BlackRock’s Vecht ups Russia holdings
Mr Vecht, manager of the ¤1.8bn (£1.4bn) BGF Emerging Europe fund, said he has been “relatively cautious” during the country’s recent elections, but said he had “significantly increased” his allocation to Russia now the elections had passed.
“We’re not a Russia fund, and we’ve held as little as 10 per cent in Russia previously, but we’ve made an active asset allocation decision [in Russia]. It is significantly higher than it was at the end of March,” Mr Vecht said.
According to the fund’s latest factsheet, which runs to March 31, the fund had 52.8 per cent of its investments in Russia. The manager said his cautious stance prior to recent presidential elections was sensible, but that current valuations “look really good value”.

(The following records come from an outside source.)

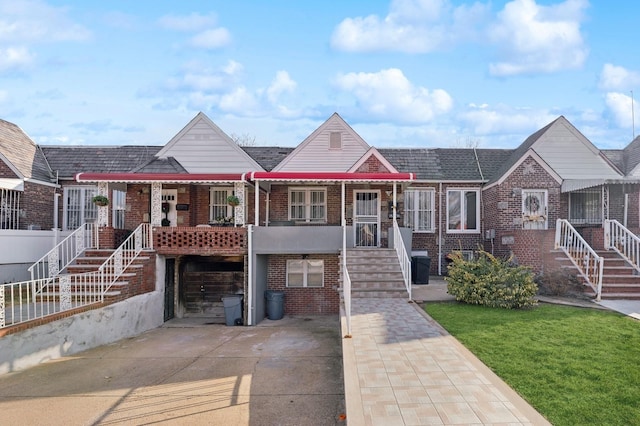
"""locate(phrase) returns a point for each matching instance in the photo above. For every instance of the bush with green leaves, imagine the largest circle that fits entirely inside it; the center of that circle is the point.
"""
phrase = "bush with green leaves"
(490, 281)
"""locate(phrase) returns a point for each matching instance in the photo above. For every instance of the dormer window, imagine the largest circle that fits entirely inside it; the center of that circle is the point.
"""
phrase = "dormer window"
(335, 140)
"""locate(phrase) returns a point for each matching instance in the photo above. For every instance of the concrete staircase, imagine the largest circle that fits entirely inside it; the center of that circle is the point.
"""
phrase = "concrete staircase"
(619, 279)
(92, 259)
(375, 273)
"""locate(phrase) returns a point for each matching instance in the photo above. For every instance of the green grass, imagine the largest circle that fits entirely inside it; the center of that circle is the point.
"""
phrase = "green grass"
(576, 366)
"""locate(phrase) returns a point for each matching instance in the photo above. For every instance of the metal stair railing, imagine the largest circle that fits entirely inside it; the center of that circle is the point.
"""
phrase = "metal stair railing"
(403, 257)
(65, 252)
(37, 298)
(584, 258)
(112, 268)
(622, 241)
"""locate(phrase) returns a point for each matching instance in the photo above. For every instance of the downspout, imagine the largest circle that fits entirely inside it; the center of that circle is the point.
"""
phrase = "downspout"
(440, 230)
(250, 279)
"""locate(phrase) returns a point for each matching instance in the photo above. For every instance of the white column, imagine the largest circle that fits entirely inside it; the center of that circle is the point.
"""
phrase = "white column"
(156, 204)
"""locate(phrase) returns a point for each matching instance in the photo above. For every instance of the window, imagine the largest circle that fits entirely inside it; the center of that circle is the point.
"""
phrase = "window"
(305, 273)
(308, 204)
(463, 210)
(585, 207)
(9, 209)
(119, 206)
(78, 206)
(418, 209)
(219, 209)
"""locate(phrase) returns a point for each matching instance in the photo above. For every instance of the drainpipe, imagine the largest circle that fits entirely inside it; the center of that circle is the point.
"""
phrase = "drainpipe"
(440, 230)
(250, 279)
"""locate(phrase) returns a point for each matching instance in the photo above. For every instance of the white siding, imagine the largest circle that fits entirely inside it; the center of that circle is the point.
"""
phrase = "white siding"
(571, 155)
(314, 153)
(201, 147)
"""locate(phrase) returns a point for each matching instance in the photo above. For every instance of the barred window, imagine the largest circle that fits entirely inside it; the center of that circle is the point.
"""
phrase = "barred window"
(419, 209)
(9, 209)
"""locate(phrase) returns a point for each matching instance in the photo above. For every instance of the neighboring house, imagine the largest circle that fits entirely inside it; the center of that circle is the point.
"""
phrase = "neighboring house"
(306, 212)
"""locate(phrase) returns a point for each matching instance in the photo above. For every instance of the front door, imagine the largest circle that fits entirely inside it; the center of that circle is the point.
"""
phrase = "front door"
(169, 202)
(534, 209)
(366, 218)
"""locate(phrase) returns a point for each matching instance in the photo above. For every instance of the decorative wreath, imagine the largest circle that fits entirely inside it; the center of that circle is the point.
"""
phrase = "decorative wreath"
(532, 203)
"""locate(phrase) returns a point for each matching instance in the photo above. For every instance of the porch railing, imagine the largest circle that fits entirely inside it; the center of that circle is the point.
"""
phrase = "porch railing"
(403, 257)
(622, 241)
(346, 282)
(589, 264)
(34, 299)
(65, 252)
(112, 268)
(38, 298)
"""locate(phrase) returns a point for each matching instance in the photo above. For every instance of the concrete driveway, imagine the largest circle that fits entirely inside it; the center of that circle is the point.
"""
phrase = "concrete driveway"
(286, 372)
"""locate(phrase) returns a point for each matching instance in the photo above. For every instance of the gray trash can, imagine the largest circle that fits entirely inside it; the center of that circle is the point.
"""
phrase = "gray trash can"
(275, 304)
(420, 266)
(232, 309)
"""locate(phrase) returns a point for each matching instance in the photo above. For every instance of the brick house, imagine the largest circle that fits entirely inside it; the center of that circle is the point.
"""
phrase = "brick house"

According to Mr Vecht, a weaker currency coupled with lower levels of debt than peripheral Europe left the region poised for strong gains, with shares priced at three times their earnings.

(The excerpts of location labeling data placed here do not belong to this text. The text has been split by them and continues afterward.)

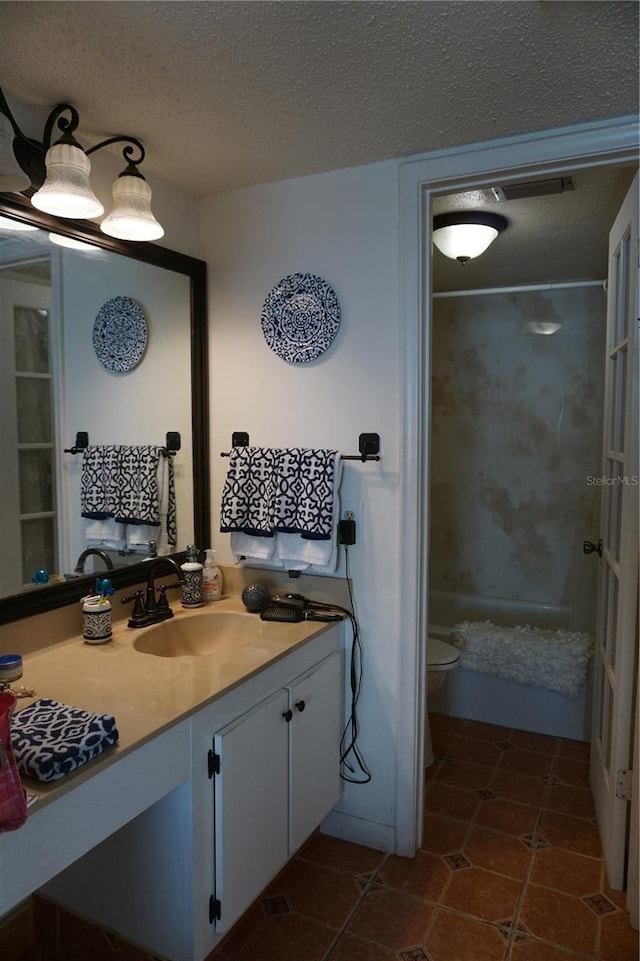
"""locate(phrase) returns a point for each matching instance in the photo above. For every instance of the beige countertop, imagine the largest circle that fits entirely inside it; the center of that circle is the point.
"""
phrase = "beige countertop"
(147, 693)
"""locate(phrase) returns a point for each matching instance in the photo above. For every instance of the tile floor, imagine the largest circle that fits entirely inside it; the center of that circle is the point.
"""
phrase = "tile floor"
(510, 870)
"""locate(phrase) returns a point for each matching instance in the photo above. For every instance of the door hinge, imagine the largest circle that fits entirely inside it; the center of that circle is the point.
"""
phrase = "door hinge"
(623, 785)
(213, 763)
(215, 910)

“They still wouldn’t be expensive if they were trading on five times earnings,” he said.
Russian elections in March saw Vladimir Putin return for a third term as president to replace incumbent Dmitry Medvedev. Mr Medvedev has now replaced Mr Putin as prime minister. The elections witnessed widespread protests amid allegations over vote-rigging and corruption.
However, Mr Vecht observed that beyond the market turmoil caused by political change, there was a move towards privatisation of businesses in the region, which would bode well for companies.
He added that there were “very few people highlighting Russia as a good place to be”, which left more opportunities to find good companies at cheap valuations.
The manager said he particularly liked energy, financial and telecom stocks in the region. He said the Russian energy sector, in particular, relied less on current high oil prices than many observers maintained. Mr Vecht said the country’s heavy oil taxes would act as a cushion to any falls in the oil price, although he acknowledged shareholders would not “get as much on the upside” either.
The fund has delivered a loss of 14.7 per cent over the five-year period to May 7, compared with an IMA Specialist sector average of 13.4 per cent, according to Morningstar.